Façamos o possível
para manter os vínculos
1170 | Tempo Comum | Semana XIX | Quarta | Mateus 18,15-20
Mateus dedica os capítulos 16 a 18 do seu evangelho
para nos apresentar o empenho de Jesus na formação dos seus discípulos no modo
de vida inspirado no Reino de Deus. Temos
aqui as orientações fundamentais para que a comunidade cristã viva um estilo de
vida liminar: alternativo, inovador, profético e crítico aos estilos de
vida então habituais e predominantes.
Embora seja chamada a ser alternativa, a comunidade dos discípulos de Jesus não é
perfeita. Enquanto caminha no mundo, as tensões e conflitos são inevitáveis
no. Às vezes, as lideranças são intolerantes com os erros dos seus irmãos e
irmãs. Para evitar que fiquemos à mercê do humor das autoridades, Jesus traça um caminho pedagógico, em três
passos. Quer ajudar-nos a tomar consciência dos erros e mudar.

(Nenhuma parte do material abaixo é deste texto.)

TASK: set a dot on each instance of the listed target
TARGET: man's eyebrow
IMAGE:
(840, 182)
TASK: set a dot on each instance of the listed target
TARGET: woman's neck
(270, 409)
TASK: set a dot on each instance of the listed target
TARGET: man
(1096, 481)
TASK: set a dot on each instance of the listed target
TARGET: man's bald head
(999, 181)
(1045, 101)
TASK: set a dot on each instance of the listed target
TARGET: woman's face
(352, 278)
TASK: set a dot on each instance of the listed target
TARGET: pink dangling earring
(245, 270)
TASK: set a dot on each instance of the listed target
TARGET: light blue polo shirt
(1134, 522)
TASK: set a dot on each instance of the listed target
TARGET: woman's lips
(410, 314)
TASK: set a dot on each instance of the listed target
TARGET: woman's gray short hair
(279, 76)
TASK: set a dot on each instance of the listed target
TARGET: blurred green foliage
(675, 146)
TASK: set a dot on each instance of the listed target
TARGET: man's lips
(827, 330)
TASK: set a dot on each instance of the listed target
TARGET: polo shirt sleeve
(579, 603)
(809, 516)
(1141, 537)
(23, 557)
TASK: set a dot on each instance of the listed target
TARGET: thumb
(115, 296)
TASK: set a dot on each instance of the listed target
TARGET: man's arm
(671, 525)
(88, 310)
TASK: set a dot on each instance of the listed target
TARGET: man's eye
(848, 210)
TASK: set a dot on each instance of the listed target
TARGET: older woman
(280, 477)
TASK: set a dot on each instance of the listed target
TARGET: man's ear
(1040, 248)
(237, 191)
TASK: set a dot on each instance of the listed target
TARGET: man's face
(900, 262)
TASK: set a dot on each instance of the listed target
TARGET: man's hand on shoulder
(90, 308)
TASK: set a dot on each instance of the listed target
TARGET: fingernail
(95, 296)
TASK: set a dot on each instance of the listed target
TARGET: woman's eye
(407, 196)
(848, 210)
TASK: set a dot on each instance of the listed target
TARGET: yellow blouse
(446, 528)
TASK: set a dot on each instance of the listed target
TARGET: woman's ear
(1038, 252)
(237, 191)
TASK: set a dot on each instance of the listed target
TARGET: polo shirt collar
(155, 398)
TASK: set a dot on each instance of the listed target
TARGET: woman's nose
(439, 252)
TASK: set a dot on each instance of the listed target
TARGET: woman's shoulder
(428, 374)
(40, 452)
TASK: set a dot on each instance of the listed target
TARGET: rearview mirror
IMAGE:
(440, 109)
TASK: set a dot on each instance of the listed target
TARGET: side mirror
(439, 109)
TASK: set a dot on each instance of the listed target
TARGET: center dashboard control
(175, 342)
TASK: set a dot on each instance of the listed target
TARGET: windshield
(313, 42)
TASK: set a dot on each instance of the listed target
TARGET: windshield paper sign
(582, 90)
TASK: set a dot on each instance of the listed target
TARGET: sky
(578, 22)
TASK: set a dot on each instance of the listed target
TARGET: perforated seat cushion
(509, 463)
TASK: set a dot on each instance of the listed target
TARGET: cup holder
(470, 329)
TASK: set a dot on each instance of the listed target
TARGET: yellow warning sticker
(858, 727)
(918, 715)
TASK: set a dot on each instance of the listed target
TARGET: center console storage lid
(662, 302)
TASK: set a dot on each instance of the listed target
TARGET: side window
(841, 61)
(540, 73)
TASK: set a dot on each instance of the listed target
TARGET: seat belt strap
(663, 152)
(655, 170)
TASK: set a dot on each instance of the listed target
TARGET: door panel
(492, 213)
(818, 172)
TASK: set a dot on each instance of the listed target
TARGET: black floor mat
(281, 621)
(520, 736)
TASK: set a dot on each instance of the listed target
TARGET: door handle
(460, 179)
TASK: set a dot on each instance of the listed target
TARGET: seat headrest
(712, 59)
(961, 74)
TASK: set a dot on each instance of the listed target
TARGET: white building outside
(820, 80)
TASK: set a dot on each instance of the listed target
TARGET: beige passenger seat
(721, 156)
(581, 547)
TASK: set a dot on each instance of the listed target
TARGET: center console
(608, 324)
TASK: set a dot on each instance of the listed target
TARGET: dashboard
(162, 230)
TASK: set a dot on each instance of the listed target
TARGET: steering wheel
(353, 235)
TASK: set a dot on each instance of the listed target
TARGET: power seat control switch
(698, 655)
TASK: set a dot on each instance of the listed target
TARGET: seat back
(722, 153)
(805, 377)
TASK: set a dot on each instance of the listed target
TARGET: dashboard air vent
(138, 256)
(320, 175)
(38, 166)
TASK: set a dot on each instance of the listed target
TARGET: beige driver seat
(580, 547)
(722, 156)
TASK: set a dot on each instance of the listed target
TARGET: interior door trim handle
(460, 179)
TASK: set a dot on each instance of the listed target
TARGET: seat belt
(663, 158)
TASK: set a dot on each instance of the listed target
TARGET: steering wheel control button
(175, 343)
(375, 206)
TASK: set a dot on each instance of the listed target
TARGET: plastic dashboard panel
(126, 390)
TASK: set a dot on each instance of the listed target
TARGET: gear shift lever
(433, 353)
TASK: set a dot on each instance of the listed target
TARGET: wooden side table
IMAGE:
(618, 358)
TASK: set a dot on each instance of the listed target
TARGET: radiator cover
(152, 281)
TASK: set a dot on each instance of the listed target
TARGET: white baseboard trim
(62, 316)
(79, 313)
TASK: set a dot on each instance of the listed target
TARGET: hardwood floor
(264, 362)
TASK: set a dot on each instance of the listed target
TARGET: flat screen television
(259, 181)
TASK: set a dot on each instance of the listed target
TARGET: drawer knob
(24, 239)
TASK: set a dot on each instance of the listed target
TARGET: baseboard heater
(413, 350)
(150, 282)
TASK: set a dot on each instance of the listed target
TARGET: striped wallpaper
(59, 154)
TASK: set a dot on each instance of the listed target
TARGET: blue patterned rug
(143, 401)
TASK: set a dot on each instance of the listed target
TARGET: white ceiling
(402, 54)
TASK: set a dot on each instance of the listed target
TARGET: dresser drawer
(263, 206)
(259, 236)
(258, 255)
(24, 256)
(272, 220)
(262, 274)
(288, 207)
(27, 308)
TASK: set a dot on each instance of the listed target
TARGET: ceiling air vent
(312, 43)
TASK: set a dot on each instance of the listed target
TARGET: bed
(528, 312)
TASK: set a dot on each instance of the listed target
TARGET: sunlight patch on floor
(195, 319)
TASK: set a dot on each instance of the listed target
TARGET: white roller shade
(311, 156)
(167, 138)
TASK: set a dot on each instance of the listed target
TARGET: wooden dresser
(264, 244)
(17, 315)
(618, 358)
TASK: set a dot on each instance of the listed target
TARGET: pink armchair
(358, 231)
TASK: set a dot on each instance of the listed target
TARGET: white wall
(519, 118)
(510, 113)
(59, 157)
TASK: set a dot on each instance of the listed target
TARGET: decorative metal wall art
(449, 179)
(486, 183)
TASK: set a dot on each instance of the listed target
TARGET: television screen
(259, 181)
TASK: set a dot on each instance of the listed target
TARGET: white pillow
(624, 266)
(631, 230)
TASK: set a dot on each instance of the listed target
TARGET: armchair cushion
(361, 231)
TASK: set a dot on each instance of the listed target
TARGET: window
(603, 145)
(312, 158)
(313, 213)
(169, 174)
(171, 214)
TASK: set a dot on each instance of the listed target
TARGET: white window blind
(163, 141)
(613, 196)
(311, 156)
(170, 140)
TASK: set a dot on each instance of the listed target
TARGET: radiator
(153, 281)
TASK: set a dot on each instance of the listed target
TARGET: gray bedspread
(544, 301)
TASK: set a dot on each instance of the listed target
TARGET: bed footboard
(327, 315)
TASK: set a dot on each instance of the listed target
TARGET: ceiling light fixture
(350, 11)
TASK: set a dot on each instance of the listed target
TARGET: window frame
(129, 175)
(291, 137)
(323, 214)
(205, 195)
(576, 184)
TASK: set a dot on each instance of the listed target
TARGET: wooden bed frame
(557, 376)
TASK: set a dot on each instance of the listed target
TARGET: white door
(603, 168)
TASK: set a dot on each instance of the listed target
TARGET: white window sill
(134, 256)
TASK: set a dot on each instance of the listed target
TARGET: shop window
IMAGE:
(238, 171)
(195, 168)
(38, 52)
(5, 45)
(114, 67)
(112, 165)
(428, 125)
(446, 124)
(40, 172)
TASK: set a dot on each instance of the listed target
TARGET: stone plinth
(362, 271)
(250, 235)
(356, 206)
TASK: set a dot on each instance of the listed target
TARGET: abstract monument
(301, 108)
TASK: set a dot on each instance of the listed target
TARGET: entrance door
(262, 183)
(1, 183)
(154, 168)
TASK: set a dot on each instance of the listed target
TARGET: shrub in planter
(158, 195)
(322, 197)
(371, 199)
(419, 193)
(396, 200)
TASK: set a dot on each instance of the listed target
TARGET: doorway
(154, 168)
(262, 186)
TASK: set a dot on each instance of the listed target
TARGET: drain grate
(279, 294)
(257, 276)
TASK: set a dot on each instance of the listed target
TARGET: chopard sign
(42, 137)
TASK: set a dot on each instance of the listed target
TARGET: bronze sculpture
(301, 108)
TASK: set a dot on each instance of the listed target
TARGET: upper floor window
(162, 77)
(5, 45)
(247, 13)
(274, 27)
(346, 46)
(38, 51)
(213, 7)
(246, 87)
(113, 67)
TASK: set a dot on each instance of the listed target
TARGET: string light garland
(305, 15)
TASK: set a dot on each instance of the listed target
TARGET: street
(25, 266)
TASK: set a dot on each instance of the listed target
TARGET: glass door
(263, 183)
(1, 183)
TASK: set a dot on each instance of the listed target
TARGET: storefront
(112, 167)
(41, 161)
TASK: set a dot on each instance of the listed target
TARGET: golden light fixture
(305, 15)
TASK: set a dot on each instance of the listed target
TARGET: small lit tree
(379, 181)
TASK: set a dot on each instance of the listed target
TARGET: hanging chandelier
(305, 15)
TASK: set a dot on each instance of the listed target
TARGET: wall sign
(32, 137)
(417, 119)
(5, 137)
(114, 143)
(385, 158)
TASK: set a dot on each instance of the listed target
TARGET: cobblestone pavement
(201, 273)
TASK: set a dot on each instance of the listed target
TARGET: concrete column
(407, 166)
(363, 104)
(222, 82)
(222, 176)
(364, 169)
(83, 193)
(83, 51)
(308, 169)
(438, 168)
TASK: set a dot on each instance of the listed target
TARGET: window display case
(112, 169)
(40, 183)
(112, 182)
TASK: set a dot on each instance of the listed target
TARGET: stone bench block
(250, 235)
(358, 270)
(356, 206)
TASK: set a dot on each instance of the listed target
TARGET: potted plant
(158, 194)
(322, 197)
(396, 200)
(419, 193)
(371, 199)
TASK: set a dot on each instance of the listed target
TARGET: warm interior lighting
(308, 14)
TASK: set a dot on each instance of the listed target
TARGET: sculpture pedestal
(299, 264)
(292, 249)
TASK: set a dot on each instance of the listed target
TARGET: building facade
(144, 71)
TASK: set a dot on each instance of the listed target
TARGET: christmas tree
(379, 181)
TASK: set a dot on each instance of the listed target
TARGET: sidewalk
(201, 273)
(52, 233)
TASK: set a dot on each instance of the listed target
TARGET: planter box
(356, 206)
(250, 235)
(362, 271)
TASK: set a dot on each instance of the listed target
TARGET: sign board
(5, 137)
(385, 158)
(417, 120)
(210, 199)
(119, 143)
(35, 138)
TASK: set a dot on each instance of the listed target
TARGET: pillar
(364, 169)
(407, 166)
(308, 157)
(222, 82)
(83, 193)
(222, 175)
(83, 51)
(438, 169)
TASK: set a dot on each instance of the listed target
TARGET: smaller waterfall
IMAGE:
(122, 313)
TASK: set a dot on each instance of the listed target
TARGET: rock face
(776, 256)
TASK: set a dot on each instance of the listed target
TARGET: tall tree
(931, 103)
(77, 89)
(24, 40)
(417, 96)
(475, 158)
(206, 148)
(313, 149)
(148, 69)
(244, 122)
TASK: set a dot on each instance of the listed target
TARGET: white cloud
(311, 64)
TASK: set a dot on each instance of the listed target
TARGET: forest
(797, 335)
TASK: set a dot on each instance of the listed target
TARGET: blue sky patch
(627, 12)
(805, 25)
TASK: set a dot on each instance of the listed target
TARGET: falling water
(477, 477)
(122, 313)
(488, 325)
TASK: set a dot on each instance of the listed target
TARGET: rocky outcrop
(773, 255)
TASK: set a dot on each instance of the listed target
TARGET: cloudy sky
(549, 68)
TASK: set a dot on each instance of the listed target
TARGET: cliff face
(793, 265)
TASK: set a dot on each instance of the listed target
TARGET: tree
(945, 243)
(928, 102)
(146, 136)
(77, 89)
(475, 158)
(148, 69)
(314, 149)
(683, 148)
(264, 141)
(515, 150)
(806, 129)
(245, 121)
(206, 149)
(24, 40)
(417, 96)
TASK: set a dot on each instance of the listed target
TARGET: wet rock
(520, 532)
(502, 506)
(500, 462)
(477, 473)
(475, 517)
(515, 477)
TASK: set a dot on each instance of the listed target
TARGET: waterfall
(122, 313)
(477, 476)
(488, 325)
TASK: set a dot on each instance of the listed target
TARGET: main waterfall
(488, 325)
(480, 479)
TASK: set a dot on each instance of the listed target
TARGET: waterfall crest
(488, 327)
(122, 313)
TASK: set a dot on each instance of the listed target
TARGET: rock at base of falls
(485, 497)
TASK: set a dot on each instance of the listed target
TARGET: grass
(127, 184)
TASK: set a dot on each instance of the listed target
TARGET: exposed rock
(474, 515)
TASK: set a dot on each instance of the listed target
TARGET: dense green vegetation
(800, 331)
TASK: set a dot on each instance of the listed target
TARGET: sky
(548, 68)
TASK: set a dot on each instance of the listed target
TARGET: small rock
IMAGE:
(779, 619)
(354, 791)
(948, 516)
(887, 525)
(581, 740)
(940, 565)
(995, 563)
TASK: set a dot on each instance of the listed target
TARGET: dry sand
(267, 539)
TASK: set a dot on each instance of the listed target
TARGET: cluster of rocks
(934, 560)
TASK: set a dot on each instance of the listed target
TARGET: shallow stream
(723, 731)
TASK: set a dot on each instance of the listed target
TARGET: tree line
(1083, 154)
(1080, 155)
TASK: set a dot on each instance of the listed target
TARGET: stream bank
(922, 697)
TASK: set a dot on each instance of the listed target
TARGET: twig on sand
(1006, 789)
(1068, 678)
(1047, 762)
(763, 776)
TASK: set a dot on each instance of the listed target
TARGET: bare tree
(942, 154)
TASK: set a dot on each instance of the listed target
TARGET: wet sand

O ponto de partida é a convicção de que a ofensa recíproca é algo sério,
que precisa ser resolvido, e não ser “jogado embaixo
do tapete”. Tudo começa com um diálogo
pessoal e fraterno, para que o pecador reconheça seu deslize. Se isso não
resolve, volta-se a conversar com ele na
presença de testemunhas. Se também isso resultar em fracasso, a questão é
levada à comunidade. Mas nem assim o êxito está garantido! As relações humanas não se resolvem com soluções técnicas!
Se as três tentativas fracassarem, a ruptura pode ser declarada publicamente.
Mas a missão reconciliadora dos cristãos fiéis não termina com esta declaração.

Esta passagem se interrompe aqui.